The words “debt” and “default” are so often uttered in connection with Greece these days that you’d think they were names of Greek gods on par with the likes of Zeus, Athena and Dionysus.
But Debt and Default are not almighty beings borne from Greek mythology. They are part of Greece’s tragic present-day reality – its Achilles’ heel, if you will.
Similar to some its mythical gods, however, Greece’s sovereign debt and looming possibility of a default inspires fear. Stock markets around the world have been held hostage by the ongoing Greek debt crisis, submitting to the fears investors have over how Greece’s financial troubles will impact stocks.
Banks all over the world are exposed to Greek debt, spurring what is becoming known as the global financial crisis. But despite the fear reflected in the near-daily fluctuations of the U.S. markets, the exposure of American banks to Greece’s considerable debt is fairly modest. European banks are the most at-risk.
The situation in Greece is escalating. With the latest bailout efforts put on hold while Greece contemplates a government restructuring, it’s important to know which banks have the most to lose if Greece does default.
Here is a list of the private banks that hold the most Greek debt, according to Forbes:
- BNP Paribas (BNP.PA): France, $7 billion
- Dexia (DEXB.BR): France, Belgium and Luxembourg, $3.5 billion
- Generali (G.MI): Italy, $4.2 billion
- Commerzbank (CBK.DE): Germany, $4 billion
- Societe Generale (GLE.PA): France, $3.8 billion
- Axa (CS.PA): France, $2.65 billion
- Deutsche Bank (DBK.DE): Germany, $2.25 billion
- HSBC Holdings (HSBA.L): England, $1.9 billion
- BPCE: France, $1.8 billion
- Royal Bank of Scotland (RBS.L): $1.6 billion
As you can tell from the list, France and Germany are the countries whose banks hold the most Greek debt.

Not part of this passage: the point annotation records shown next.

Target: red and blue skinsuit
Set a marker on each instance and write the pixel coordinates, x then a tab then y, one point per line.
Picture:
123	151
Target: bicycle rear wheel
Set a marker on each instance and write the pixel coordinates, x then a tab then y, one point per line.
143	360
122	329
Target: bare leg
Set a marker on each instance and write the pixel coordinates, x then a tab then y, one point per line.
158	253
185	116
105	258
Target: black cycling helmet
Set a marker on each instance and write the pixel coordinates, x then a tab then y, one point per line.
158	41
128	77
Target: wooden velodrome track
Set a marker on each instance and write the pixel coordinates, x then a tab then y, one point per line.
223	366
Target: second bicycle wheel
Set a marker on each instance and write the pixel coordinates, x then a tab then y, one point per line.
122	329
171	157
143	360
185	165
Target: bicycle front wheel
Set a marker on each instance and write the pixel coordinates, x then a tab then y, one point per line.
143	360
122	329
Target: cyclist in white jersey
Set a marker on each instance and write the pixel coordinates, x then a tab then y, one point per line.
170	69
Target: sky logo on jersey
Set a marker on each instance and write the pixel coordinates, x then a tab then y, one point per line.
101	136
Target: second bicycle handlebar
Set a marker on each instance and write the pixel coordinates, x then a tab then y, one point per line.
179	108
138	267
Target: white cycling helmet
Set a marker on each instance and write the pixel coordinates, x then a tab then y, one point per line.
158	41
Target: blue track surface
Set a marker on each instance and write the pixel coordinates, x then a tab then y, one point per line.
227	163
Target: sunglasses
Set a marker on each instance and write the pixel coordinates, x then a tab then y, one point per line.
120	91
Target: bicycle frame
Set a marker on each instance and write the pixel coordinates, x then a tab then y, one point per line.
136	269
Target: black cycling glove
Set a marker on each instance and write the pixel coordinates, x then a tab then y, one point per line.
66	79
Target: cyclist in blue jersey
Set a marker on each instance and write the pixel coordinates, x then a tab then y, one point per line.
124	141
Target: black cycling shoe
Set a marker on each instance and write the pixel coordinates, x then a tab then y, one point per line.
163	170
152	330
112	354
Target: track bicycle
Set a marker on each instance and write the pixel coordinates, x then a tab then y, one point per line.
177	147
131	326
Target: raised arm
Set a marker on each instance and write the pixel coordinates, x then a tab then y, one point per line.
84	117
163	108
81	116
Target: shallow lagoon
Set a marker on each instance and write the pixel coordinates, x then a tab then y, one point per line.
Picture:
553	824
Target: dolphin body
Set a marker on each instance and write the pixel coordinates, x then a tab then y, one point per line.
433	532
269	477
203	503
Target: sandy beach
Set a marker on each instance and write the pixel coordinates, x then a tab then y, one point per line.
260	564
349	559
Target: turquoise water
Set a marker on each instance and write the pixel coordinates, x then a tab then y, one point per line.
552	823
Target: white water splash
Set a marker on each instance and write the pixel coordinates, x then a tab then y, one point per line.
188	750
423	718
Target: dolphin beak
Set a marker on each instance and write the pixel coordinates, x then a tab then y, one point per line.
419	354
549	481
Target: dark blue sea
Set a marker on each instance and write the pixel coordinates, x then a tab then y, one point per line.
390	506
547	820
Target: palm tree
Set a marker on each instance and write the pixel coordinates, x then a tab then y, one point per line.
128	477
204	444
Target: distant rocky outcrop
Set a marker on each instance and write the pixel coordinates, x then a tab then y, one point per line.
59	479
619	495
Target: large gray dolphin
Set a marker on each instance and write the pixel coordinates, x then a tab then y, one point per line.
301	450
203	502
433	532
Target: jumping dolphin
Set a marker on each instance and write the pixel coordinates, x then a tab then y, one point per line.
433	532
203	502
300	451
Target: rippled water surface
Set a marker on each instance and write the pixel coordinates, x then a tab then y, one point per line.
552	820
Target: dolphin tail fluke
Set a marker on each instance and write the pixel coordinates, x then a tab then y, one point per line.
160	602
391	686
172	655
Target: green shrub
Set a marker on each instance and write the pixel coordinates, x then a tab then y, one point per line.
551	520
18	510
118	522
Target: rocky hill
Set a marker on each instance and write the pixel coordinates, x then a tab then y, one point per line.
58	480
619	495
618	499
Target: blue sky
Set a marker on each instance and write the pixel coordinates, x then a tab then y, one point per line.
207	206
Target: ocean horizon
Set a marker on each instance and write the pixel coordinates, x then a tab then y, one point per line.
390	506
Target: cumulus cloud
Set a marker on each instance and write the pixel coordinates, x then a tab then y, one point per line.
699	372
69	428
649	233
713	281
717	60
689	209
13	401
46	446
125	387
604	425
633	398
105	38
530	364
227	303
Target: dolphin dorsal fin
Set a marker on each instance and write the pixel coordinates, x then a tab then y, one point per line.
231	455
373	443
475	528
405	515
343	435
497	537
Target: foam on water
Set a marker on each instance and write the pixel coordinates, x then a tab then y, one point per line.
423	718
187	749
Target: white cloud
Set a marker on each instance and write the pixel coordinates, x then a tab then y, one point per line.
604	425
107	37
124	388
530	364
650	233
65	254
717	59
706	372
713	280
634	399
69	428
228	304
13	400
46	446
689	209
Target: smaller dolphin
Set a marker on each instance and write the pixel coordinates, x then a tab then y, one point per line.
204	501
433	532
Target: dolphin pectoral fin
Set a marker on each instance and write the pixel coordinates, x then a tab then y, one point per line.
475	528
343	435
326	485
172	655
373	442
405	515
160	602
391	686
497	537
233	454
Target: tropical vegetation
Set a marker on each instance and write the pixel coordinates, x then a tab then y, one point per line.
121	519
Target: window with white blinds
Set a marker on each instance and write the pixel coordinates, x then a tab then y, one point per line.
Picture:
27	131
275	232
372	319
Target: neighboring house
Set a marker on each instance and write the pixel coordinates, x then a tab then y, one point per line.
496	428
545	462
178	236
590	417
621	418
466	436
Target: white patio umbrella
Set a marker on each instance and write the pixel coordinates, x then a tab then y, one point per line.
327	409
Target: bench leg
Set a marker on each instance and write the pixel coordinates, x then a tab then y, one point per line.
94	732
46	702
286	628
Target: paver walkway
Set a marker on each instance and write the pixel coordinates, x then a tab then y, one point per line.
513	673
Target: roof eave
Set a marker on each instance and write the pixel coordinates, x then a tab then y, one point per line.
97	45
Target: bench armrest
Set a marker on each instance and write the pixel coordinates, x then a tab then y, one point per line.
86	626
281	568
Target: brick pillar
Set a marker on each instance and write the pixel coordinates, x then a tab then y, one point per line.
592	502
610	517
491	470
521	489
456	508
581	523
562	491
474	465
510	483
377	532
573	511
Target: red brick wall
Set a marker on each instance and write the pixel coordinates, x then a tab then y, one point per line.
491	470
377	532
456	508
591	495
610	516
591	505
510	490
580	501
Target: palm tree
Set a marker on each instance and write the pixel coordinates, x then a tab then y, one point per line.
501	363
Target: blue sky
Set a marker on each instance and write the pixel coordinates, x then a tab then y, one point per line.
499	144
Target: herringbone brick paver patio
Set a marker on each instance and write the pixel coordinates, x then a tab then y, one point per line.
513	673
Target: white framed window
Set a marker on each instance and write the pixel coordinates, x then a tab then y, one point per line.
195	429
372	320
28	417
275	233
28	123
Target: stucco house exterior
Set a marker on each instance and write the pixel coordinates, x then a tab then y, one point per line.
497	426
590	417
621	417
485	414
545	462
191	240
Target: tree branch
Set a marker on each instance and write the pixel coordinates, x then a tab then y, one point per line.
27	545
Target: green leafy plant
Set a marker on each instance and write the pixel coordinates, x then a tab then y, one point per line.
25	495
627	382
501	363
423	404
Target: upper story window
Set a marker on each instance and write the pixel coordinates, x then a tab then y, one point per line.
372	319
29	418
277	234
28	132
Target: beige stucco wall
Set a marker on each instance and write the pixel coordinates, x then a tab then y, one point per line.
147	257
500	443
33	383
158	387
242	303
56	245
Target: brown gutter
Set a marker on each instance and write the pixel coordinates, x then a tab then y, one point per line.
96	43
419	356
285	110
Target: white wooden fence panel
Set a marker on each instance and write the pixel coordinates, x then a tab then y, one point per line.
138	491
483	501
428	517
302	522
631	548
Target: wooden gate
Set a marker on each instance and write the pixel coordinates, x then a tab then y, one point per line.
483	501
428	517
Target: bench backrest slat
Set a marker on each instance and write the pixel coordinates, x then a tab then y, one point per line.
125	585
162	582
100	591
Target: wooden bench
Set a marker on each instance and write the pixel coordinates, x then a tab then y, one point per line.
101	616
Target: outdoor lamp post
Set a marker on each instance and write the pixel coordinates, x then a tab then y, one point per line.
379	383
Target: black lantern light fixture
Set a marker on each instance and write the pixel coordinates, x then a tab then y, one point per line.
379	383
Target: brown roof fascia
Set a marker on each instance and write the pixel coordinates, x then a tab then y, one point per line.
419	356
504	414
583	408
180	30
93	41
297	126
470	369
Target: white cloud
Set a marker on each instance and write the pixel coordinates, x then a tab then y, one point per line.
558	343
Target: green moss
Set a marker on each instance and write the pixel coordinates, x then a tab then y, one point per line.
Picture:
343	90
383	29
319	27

The French government, along with Belgium and Luxembourg, had to bail Dexia out just last month in order to save it from bankruptcy. Meanwhile, the German government may have to rescue Commerzbank, the country’s second-largest lender, after it reported severe third-quarter losses thanks in large part to its Greek debt holdings.
Furthermore, as part of the new debt deal proposed by European Union leaders, banks that hold Greek’s sovereign debt are being encouraged to take a 50 percent loss on their Greek holdings. That doesn’t bode well for the future of any of the banks listed above.
So, while the Greek debt crisis may seem a bit overblown here in the U.S., the daily gloom-and-doom news coming out of Europe is certainly relevant if you own stock in any of the aforementioned banks.